La chambre civile du TGI d'Angers a débouté le 10 novembre de sa demande une ex-religieuse de 67 ans qui, après avoir quitté son ordre en 1999, réclamait l'équivalent de l'aide en nature que la congrégation était censée fournir à ses retraités pour leur hébergement et leur nourriture.

Thérèse Boyer qui a passé 41 années de sa vie dans la congrégation des soeurs de la Providence basée à La Pommeraye (Maine-et-Loire) demandait 94.600 euros au titre de dommages et intérêts pour couvrir ses frais d'hébergement, de nourriture et de santé pour compenser son appauvrissement au moment de la retraite.

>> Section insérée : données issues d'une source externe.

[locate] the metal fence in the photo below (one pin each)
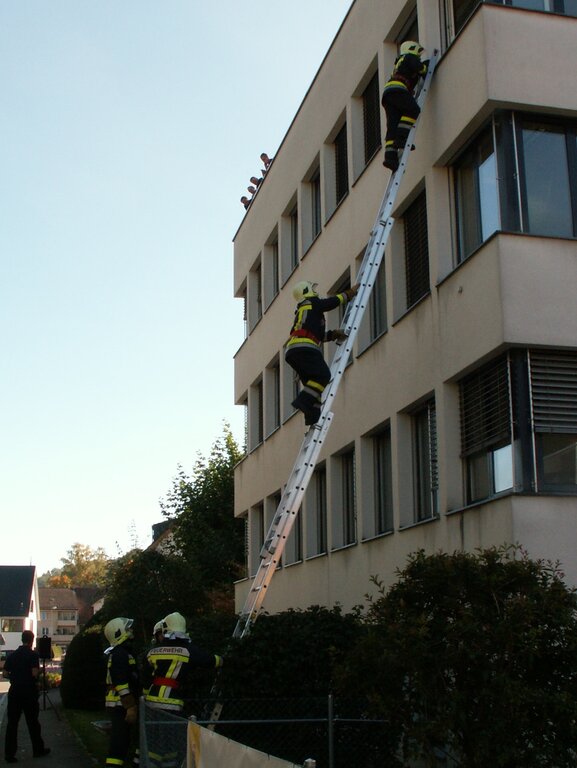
(332, 731)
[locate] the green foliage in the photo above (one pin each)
(273, 655)
(474, 655)
(84, 671)
(145, 586)
(83, 567)
(205, 530)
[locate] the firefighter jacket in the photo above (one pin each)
(121, 676)
(170, 664)
(406, 73)
(308, 330)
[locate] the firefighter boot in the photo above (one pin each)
(391, 160)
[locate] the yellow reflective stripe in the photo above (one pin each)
(302, 310)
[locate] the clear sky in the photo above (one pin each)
(129, 130)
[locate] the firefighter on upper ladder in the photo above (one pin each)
(303, 350)
(399, 102)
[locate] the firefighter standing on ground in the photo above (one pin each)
(170, 662)
(303, 350)
(123, 690)
(22, 669)
(399, 102)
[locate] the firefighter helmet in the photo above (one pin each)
(118, 630)
(305, 290)
(410, 46)
(174, 622)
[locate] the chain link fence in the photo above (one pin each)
(332, 731)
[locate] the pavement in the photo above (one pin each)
(66, 750)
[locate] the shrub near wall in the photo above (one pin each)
(83, 683)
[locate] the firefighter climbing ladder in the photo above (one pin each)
(296, 486)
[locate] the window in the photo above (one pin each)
(294, 237)
(316, 204)
(486, 438)
(519, 424)
(463, 9)
(294, 544)
(255, 413)
(371, 117)
(477, 194)
(554, 392)
(290, 389)
(341, 164)
(378, 305)
(425, 469)
(12, 625)
(289, 240)
(270, 270)
(317, 513)
(344, 530)
(416, 250)
(383, 481)
(520, 175)
(256, 526)
(255, 295)
(272, 415)
(547, 160)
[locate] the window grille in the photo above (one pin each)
(416, 250)
(371, 117)
(341, 164)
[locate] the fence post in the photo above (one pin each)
(142, 740)
(331, 731)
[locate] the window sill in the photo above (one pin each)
(344, 546)
(376, 536)
(411, 308)
(316, 557)
(419, 522)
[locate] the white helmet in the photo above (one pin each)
(174, 622)
(305, 290)
(118, 630)
(410, 46)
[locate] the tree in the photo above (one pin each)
(206, 533)
(147, 585)
(84, 566)
(473, 656)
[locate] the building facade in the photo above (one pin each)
(455, 426)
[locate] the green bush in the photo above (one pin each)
(83, 683)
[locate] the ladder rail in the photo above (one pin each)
(296, 486)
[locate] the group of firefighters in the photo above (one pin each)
(165, 673)
(303, 350)
(172, 655)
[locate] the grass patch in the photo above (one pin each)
(95, 742)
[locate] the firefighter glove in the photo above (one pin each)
(131, 715)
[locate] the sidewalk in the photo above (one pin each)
(66, 751)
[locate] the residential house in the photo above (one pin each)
(455, 426)
(19, 604)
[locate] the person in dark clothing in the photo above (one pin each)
(123, 690)
(170, 662)
(399, 102)
(303, 350)
(22, 669)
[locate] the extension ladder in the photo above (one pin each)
(296, 486)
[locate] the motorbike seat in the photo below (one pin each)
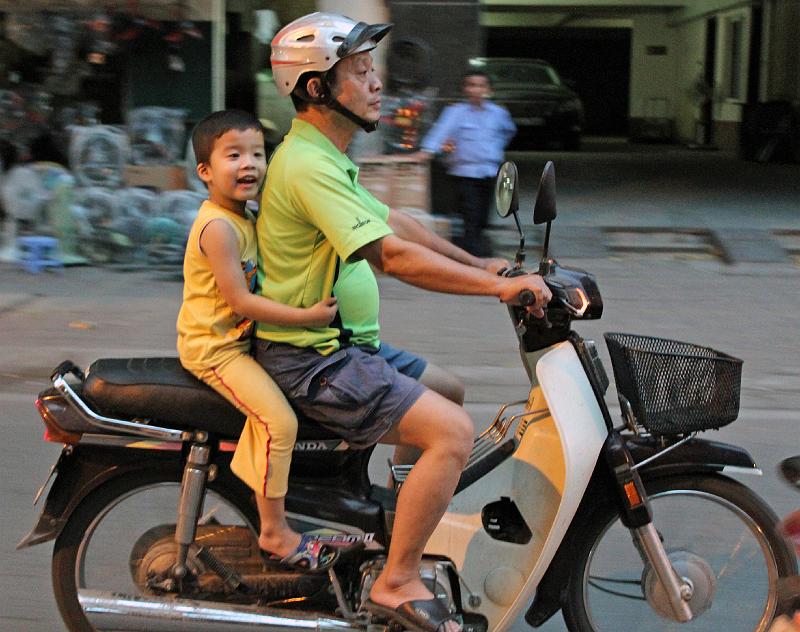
(161, 390)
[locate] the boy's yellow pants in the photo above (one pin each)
(265, 446)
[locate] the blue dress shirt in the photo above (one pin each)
(480, 134)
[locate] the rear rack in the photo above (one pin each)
(109, 423)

Le tribunal a conclu "qu'aucune faute contractuelle ne peut être retenue à l'encontre de la congrégation et ce, même si les conséquences de la rupture du contrat sont lourdes pour celle qui en a fait le choix". Il a estimé qu'en quittant l'ordre, la plaignante avait entraîné la rupture unilatérale du contrat qui la liait à la communauté des soeurs de la Providence, et que de ce fait celle-ci n'était plus tenue de subvenir à ses besoins (hébergement, nourriture).

"Il est clairement mentionné, aux termes de l'article 9 de l'engagement religieux, que la congrégation est libérée de toute obligation à l'égard de ses membres qui sortent de la communauté de leur plein gré", ont souligné les juges.

La congrégation a été déboutée de sa demande de réparation pour procédure abusive.